C’est ce qu’on appelle dans le jargon des présentateurs de télévision la magie du direct, autrement dit l’imprévu qu’il faut gérer comme si de rien n’était. Des deux ténors attendus hier soir, lundi 2 février, aux Victoires de la musique, en direct de l’auditorium du Nouveau Siècle de Lille, l’un – Bryan Hymel – se trouve bloqué dans un avion aux Etats-Unis, l’autre – Jonas Kaufmann –, entre deux représentations d’Andrea Chénier à Londres, est finalement trop fatigué pour se déplacer. Leur absence passe pourtant inaperçue, ou presque. Privée de son « Soave fanciulla », Sonya Yoncheva chante l’air de Sapho, reçoit un bouquet et puis s’en va. Verlaine et Haendel, le timbre de Philippe Jaroussky, par deux fois, saisit. Sabine Devieilhe dans l’air de Cunégonde, extrait de Candide, a autant d’aigu que de fantaisie. Mais de révélation en 2013, être déjà consacrée, n’est-ce pas trop tôt quand on a autant de talent à dispenser durant – on le souhaite – encore pas mal de temps ? Pour François Le Roux à l’inverse, n’est-ce pas trop tard ? Si grand soit l’interprète, son nom parmi les prétendants au titre d’artiste lyrique de l’année reste une énigme. Pourquoi ne pas lui avoir plutôt remis cette victoire d’honneur que Jonas Kaufmann n’a pas voulu venir chercher, ne serait-ce que pour bons et loyaux services rendus à la musique française ? Emmanuelle Haïm oblige la basse Bogdan Talos à passer de l’ombre – la voix de Neptune dans Idomeneo actuellement à l’affiche de l’Opéra de Lille – à la lumière : un air du froid de Purcell qui, concert d’Astrée et direction aidant, donne le frisson.
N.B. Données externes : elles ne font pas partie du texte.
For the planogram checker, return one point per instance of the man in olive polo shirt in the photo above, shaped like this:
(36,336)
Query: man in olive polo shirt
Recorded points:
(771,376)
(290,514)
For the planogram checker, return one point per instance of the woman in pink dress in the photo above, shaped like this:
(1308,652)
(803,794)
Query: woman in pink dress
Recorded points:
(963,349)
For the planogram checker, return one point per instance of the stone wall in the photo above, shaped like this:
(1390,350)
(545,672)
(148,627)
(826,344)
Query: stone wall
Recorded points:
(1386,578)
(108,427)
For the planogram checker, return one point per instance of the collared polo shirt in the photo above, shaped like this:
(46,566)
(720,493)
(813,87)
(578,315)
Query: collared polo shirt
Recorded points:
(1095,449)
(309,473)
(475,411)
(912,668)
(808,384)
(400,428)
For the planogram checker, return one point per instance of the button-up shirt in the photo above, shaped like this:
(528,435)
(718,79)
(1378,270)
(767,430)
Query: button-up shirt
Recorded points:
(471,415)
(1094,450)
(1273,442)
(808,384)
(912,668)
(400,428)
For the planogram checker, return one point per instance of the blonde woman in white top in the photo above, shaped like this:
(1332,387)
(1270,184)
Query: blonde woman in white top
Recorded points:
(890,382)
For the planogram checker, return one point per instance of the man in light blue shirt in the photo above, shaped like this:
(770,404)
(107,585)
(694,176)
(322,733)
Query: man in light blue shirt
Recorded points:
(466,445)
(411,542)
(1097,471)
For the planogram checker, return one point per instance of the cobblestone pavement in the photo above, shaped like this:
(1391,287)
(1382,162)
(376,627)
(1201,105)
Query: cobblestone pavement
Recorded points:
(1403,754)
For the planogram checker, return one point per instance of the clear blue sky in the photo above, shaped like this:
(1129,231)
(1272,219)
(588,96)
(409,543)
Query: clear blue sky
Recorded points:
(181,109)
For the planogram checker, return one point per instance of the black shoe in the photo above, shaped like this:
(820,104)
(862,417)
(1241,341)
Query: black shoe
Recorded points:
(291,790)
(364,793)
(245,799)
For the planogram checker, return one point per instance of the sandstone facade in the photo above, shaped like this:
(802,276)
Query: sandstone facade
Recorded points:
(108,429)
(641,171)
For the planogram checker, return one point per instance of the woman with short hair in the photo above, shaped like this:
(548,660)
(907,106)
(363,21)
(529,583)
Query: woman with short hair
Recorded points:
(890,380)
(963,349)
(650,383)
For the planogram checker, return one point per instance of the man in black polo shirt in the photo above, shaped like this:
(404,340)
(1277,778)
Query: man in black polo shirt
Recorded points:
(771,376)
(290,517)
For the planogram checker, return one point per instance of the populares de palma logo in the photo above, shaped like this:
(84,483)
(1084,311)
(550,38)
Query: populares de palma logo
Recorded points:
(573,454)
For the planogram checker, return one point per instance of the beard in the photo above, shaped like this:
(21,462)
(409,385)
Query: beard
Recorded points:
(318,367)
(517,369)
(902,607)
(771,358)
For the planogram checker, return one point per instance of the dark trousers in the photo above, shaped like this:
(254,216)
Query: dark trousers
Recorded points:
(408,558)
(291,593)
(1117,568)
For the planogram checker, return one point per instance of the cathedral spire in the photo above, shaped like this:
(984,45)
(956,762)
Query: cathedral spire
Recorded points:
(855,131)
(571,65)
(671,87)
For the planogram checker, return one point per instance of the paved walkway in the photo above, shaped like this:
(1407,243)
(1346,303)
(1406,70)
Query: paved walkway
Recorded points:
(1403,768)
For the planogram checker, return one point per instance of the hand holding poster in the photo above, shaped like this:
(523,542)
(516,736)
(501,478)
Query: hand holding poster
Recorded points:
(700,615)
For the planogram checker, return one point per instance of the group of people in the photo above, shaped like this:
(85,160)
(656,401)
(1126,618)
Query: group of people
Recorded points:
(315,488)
Pumeza Matshikiza, la nouvelle étoile de Decca, fait sensation mais ne serait-il pas temps d’envisager de chanter autre chose qu’un sage « O mio babbino caro » ? Entre chaque numéro, Frédéric Lodéon et Louis Laforge font mieux que se renvoyer la balle : ils rendent d’indispensables hommages – Ciccolini, Chancel – et délivrent le message attendu sur l’importance de la culture en général, et de la musique classique en particulier. Et après ? La messe est dite, on ne se félicitera jamais assez qu’elle le soit sur petit écran à une heure de grande écoute. D’autant qu’il est faux d’écrire qu’elle fut célébrée sans ténor. « Fantaisie, ô divin mensonge » chanté dans un français châtié par Cyrille Dubois, révélation lyrique de l’année, confirme que, dans notre répertoire et dans cette tessiture, la relève est assurée.
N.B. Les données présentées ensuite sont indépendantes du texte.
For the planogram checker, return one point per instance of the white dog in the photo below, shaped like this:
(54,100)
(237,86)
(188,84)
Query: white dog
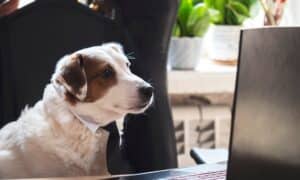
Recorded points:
(62,135)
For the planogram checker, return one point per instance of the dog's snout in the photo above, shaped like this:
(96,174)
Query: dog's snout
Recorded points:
(146,91)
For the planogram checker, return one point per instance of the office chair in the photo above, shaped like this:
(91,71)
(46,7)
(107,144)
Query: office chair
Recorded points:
(36,36)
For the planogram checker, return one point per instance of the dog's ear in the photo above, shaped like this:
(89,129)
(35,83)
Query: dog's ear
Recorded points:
(72,76)
(115,46)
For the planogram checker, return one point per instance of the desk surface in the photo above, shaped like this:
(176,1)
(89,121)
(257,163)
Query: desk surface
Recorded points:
(153,175)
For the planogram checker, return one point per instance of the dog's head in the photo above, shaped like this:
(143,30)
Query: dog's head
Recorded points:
(100,78)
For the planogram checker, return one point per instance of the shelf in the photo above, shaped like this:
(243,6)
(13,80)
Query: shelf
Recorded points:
(208,78)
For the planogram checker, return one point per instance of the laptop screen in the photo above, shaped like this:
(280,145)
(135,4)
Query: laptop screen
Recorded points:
(265,139)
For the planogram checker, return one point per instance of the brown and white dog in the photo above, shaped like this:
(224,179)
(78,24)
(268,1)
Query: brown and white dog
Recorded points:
(60,135)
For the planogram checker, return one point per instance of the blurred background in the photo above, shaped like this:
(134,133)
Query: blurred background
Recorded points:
(202,62)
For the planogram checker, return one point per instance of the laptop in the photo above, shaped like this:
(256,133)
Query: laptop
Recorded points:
(265,132)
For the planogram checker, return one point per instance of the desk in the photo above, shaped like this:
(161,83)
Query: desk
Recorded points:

Victoires de la Musique Classique 2015, palmarès :
- Soliste instrumental : Edgar Moreau (violoncelle)
- Artiste lyrique : Sabine Devieilhe (soprano)
- Révélation, soliste instrumental : Jean Rondeau (clavecin)
- Révélation, artiste lyrique : Cyrille Dubois (ténor)
- Compositeur : Guillaume Connesson
- Enregistrement : Bach, Köthener Trauermusik BWV 244a (Harmonia Mundi)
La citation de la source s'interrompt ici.